The Mechanism of Antikythera: The World's First Computer?

In 1901, a group of divers discovered a ship wreck near the Greek island of Antikythera. Inside, they found some chunks of lime which apparently contained pieces of copper. Later, close examination by scientists revealed gears, scales, a crank handle and inscriptions.

The mechanism of Antikythera.

Today, the machine is assumed to have been one of the world's first analog computers. Dr. Derek J. de Solla Price examined the machine in 1959, and his conclusions were a sensation. The findings demonstrated that it has been used to calculate the time of sunrise, moon phases, the dates of equinoxes and solstices and even the movements of the five planets known to the Greeks at that time.

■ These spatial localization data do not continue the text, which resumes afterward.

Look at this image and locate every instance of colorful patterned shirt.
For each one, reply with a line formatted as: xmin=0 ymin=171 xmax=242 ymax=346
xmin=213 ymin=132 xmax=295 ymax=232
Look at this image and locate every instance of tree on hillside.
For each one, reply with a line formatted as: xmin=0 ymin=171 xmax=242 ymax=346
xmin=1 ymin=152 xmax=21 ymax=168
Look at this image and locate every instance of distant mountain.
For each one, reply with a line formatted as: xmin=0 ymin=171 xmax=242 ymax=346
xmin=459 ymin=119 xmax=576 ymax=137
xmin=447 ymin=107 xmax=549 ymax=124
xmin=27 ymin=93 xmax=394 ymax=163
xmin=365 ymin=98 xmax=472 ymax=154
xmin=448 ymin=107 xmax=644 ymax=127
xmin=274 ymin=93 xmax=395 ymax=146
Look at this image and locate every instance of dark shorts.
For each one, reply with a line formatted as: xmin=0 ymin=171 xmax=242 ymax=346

The time when the machine was manufactured was dated to be the first or second century BC. It was probably assembled on the Greek island of Rhodes, which was well-known in antiquity for its skilled engineers.

Derek J. de Solla Price with a replica of the machine.

Given the supported functionality and the era of manufacture, the device is relatively small. On some attached door plates, it contained at least 2000 Greek letters - presumably instructions on how to operate the machine. This suggests that it was made to be moved easily from one place to another.

A remarkable property of the mechanism is the clever way how it uses gears to perform mathematical operations. However, gears were known long before that – already Aristotle documented them in the fourth century BC.

Perhaps the most fascinating mechanical feature of the machine is that it seems to employ a differential. This device, which is today commonly used in automobiles, was likely not discovered again until the modern era, when Onésiphore Pecqueur patented it in 1827. Therefore, the real inventor probably was a craftsman from Rhodes.

A sketch of the mechanism.

The machine seems not to have been used to aid navigation – many of the functions are not needed for this purpose, and contact with water would have corroded the fine parts it was composed of. A much likelier theory is that it was used for astrology or determining the dates of religious festivals influenced by astronomy. It therefore simplified the otherwise tedious calculations carried out by hand.

The mechanism of Antikythera is historically significant. It demonstrates how scientifically advanced the world of antiquity really was, contrary to popular perception.